Lodge J K, Traber M G, Packer L
Department of Molecular and Cell Biology, University of California at Berkeley, 94720-3200, USA.
Free Radic Biol Med. 1998 Aug;25(3):287-97. doi: 10.1016/s0891-5849(98)00048-3.
Mono-thiols can act either as pro- or anti-oxidants during metal-catalyzed low density lipoprotein (LDL) peroxidation, however investigation of the role of vicinal thiols has been neglected. Therefore dihydrolipoic acid (DHLA), a vicinal dithiol, and lipoic acid, its oxidized form, were used to investigate Cu2+-mediated LDL peroxidation. We demonstrate here that DHLA inhibited Cu2+-dependent LDL peroxidation by chelating copper. DHLA (0-20 microM) increased lag-times of conjugated diene formation in LDL (100 microg/ml) oxidized with 5 microM Cu2+ in a concentration dependent manner, and this effect was saturated after 5 microM DHLA; enough to chelate all of the added Cu2+. In a similar fashion DHLA prevented LDL-mediated reduction of Cu2+ to Cu+. Lipoic acid had no effect in these systems. DHLA alone also reduced Cu2+, however this was inhibited when DHLA was in excess of the copper concentration. Hence there is complex formation between the two species. Copper:DHLA complex formation was further investigated and found to be dependent upon pH and the presence of oxygen. At low pH (<6), or in the absence of oxygen, the complex is stable, presumably due to vicinal thiol chelation. As the pH is increased, the carboxylate group also participates in copper chelation, this results in a less stable complex which is susceptible to oxidation, and copper is eventually released. Electron spin resonance studies demonstrate the formation of hydroxyl, but not superoxide, radicals during Cu2+-catalyzed DHLA oxidation. Thus in our LDL experiments at physiological pH, DHLA is able to either reductively inactivate Cu2+ when Cu2+ is in excess, or effectively chelate Cu2+ when DHLA is in excess. The Cu2+:DHLA complex eventually undergoes copper-catalyzed oxidation, copper is released and LDL peroxidation proceeds. DHLA, thus, has both pro- and antioxidant properties depending upon the ratio of Cu2+:DHLA and the pH. These results provide an additional mechanism of thiol-mediated formation of radicals and metal chelation.

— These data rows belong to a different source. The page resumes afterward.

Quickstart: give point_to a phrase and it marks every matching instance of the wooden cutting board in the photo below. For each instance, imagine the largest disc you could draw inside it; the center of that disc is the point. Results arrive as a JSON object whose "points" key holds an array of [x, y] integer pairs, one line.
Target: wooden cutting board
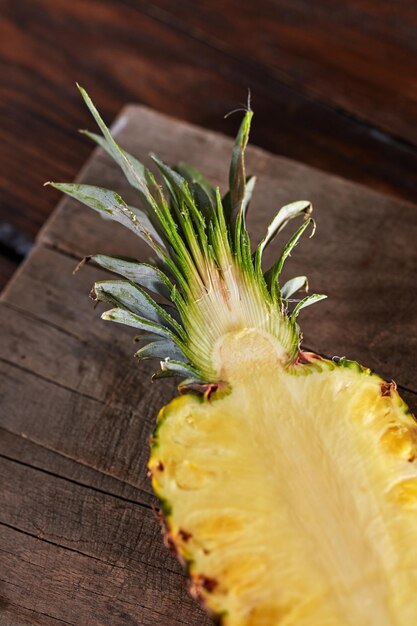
{"points": [[80, 541]]}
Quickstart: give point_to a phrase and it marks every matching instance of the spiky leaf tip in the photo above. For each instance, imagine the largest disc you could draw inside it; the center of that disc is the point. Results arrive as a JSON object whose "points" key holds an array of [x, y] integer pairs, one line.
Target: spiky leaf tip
{"points": [[207, 282]]}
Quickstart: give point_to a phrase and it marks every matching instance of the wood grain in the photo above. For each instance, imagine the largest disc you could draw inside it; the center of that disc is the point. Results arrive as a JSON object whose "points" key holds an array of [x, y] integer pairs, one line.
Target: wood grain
{"points": [[79, 541], [351, 112]]}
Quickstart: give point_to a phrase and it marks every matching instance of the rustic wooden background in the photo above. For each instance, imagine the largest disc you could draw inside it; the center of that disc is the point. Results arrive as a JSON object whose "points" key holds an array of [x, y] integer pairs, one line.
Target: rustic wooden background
{"points": [[334, 85]]}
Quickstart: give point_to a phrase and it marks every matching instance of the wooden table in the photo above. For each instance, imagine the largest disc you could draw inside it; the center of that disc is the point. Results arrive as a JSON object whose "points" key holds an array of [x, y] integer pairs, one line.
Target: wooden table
{"points": [[333, 86], [80, 542]]}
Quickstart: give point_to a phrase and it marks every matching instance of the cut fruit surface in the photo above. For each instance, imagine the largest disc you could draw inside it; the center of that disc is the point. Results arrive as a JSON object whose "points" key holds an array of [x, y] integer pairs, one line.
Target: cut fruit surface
{"points": [[294, 496], [288, 482]]}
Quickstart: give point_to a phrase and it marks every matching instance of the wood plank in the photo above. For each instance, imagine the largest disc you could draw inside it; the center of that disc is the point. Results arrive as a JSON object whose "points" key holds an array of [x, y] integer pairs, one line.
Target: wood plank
{"points": [[74, 589], [14, 447], [123, 534], [107, 436], [370, 72], [148, 47], [363, 255], [81, 545]]}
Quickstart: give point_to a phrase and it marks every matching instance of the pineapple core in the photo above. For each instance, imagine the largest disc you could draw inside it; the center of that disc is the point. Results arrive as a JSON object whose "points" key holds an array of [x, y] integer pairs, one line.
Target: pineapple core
{"points": [[294, 496], [290, 486]]}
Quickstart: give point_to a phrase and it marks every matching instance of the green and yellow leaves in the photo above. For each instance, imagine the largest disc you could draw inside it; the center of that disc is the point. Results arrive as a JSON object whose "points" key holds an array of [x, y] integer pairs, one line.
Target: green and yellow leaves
{"points": [[206, 268]]}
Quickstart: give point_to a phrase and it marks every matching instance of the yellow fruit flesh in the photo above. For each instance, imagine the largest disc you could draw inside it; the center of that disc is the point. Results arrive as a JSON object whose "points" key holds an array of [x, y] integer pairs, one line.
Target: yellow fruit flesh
{"points": [[294, 497]]}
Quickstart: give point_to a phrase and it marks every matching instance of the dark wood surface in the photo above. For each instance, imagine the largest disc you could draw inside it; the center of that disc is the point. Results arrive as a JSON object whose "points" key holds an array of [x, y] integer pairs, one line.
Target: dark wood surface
{"points": [[333, 85], [80, 543]]}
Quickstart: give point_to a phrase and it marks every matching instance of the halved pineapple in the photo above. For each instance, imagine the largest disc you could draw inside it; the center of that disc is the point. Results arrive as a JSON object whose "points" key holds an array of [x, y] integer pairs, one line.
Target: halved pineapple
{"points": [[288, 482]]}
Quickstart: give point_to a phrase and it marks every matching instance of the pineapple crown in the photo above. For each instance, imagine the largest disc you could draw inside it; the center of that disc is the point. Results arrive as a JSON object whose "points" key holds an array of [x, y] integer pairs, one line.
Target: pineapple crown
{"points": [[206, 281]]}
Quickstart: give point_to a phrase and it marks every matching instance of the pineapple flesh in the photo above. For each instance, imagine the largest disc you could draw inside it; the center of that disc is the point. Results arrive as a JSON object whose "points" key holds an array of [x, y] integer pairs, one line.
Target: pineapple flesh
{"points": [[288, 482]]}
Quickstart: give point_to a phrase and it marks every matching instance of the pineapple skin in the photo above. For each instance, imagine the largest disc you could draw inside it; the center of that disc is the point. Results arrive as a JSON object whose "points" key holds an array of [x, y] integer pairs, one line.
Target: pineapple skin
{"points": [[290, 487], [292, 500]]}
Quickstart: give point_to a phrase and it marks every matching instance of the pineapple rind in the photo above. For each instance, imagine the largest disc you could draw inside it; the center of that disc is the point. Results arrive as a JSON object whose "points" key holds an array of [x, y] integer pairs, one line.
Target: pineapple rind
{"points": [[235, 339]]}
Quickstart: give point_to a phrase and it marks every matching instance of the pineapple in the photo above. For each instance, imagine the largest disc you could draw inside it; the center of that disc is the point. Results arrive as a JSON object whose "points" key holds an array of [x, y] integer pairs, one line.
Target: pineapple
{"points": [[288, 482]]}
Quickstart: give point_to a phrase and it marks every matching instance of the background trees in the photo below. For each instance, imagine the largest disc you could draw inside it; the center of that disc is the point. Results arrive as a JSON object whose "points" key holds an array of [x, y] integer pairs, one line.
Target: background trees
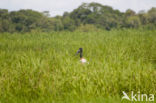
{"points": [[95, 14]]}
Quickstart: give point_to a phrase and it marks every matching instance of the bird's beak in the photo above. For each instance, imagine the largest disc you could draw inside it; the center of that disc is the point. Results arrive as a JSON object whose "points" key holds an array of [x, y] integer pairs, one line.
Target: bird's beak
{"points": [[77, 52]]}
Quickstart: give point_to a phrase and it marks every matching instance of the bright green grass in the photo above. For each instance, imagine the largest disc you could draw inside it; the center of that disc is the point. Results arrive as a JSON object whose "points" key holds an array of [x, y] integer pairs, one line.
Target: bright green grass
{"points": [[42, 68]]}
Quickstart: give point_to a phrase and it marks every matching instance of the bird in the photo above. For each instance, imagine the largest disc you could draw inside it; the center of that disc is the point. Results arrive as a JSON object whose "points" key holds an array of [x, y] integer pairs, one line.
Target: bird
{"points": [[82, 60]]}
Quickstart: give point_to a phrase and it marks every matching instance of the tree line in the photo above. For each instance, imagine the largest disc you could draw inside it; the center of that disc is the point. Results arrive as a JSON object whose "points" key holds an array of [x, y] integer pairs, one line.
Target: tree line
{"points": [[86, 16]]}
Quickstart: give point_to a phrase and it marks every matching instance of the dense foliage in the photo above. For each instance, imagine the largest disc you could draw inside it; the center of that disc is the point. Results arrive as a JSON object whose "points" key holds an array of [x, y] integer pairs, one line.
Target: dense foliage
{"points": [[43, 69], [93, 14]]}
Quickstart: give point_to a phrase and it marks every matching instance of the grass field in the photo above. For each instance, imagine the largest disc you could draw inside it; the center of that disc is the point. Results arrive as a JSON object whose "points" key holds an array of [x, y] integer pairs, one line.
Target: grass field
{"points": [[41, 67]]}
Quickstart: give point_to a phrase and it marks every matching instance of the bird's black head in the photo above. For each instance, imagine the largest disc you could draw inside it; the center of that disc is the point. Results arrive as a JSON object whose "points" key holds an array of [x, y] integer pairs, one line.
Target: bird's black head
{"points": [[80, 51]]}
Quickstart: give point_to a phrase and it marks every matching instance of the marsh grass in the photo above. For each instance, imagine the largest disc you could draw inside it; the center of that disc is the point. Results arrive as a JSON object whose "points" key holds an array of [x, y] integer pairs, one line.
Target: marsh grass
{"points": [[41, 67]]}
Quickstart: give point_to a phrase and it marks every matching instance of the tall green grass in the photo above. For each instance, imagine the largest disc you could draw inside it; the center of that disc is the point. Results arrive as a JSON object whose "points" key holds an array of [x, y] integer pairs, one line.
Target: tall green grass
{"points": [[41, 67]]}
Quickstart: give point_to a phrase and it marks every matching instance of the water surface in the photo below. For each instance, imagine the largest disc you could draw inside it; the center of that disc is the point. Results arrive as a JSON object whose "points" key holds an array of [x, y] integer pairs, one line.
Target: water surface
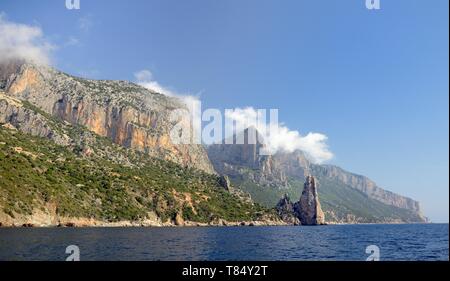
{"points": [[332, 242]]}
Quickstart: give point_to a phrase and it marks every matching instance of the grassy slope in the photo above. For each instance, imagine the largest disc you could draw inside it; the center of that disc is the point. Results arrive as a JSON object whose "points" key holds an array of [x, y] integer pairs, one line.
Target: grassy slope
{"points": [[96, 187]]}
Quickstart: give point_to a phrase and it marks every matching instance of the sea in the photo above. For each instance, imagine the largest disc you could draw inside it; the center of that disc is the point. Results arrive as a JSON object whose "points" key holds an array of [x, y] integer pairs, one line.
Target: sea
{"points": [[388, 242]]}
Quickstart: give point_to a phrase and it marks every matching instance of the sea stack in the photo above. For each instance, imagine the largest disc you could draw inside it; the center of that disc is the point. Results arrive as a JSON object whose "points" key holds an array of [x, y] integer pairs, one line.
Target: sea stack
{"points": [[308, 209]]}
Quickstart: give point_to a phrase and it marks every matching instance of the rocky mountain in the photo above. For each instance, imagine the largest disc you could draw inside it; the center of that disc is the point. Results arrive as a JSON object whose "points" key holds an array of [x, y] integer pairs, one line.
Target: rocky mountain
{"points": [[76, 152], [307, 211], [126, 113], [308, 208], [345, 197]]}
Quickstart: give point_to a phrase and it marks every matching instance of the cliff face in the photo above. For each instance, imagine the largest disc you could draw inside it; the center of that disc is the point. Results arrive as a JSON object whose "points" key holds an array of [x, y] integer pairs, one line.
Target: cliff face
{"points": [[128, 114], [307, 211], [346, 197], [308, 208]]}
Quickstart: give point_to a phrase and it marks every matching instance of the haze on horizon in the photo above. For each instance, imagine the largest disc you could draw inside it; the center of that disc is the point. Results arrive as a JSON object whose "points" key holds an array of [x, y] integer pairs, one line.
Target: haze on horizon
{"points": [[374, 83]]}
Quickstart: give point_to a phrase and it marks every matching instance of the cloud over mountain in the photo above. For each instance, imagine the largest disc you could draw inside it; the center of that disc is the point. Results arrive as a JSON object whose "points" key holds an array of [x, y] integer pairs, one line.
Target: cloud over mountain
{"points": [[280, 137], [23, 42]]}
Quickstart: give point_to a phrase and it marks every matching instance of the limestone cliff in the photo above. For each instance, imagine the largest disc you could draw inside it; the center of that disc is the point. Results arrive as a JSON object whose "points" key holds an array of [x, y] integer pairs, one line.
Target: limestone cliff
{"points": [[308, 208], [126, 113], [346, 197]]}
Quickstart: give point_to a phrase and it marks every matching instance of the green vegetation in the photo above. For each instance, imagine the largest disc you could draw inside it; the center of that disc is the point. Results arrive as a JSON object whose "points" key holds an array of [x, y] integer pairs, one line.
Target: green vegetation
{"points": [[335, 198], [35, 172]]}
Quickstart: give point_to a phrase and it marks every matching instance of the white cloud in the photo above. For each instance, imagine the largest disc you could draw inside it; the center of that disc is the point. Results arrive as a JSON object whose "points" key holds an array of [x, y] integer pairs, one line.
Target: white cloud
{"points": [[85, 23], [281, 138], [145, 79], [23, 42]]}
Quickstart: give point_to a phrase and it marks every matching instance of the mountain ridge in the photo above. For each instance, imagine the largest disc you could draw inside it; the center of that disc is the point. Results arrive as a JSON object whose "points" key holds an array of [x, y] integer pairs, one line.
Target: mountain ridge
{"points": [[270, 176]]}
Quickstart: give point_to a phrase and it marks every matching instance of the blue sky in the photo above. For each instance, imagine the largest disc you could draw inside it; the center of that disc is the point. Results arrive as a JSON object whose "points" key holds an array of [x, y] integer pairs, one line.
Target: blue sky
{"points": [[374, 82]]}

在金属催化的低密度脂蛋白(LDL)过氧化过程中,单硫醇既可以作为促氧化剂,也可以作为抗氧化剂,然而,邻位硫醇作用的研究却被忽视了。因此,使用二氢硫辛酸(DHLA),一种邻位二硫醇,及其氧化形式硫辛酸,来研究Cu2+介导的LDL过氧化。我们在此证明,DHLA通过螯合铜来抑制Cu2+依赖性的LDL过氧化。DHLA(0 - 20 microM)以浓度依赖性方式增加了在5 microM Cu2+存在下氧化的LDL(100 microg/ml)中共轭二烯形成的延迟时间,并且在5 microM DHLA后这种效应达到饱和;这足以螯合所有添加的Cu2+。以类似的方式,DHLA阻止了LDL介导的Cu2+还原为Cu+。硫辛酸在这些系统中没有作用。单独的DHLA也能还原Cu2+,然而当DHLA超过铜浓度时这种还原作用会受到抑制。因此,这两种物质之间形成了复合物。对铜:DHLA复合物的形成进行了进一步研究,发现其依赖于pH值和氧气的存在。在低pH值(<6)或无氧条件下,该复合物是稳定的,推测是由于邻位硫醇螯合作用。随着pH值升高,羧基也参与铜螯合,这导致形成一种不太稳定的复合物,该复合物易被氧化,最终铜被释放。电子自旋共振研究表明,在Cu2+催化的DHLA氧化过程中形成了羟基自由基,但没有超氧自由基。因此,在我们的生理pH值LDL实验中,当Cu2+过量时,DHLA能够通过还原使Cu2+失活,或者当DHLA过量时有效地螯合Cu2+。Cu2+:DHLA复合物最终会经历铜催化的氧化,铜被释放,LDL过氧化继续进行。因此,DHLA根据Cu2+:DHLA的比例和pH值具有促氧化和抗氧化特性。这些结果提供了硫醇介导的自由基形成和金属螯合的另一种机制。